People kept animals all year round and would kill them just before they needed to be eaten. This meant that the meat was always fresh.
Three-quarters of the rich Tudor diet was made up of meat such as oxen, deer, calves, pigs, badger or wild boar. Birds were also eaten, such as chicken, pigeons, sparrows, heron, crane, pheasant, woodcock, partridge, blackbirds and peacocks.
Bread was eaten at most meals.
Fruit and vegetables could only be eaten when they were in season and were not popular foods for the rich. Bananas and other fruits from abroad were not heard of during the Tudor times.
Fish was eaten by people living near rivers and the sea. The fresh water fish included eels, pike, perch, trout, sturgeon, roach, and salmon.

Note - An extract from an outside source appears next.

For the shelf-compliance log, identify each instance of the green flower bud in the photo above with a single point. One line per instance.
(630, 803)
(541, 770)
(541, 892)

Instead of drinking water with their meals, they often drank ale and the rich drank wine. Water was often unfit for drinking because it as contaminated with sewage.
Poor people ate a herb-flavoured soup called pottage which would be served with bread. It was made of peas, milk, egg yolks, breadcrumbs and parsley and flavoured with saffron and ginger.
They also ate chickens which they could rear themselves, beef from the local market when they had the money, and rabbits which they could catch for themselves.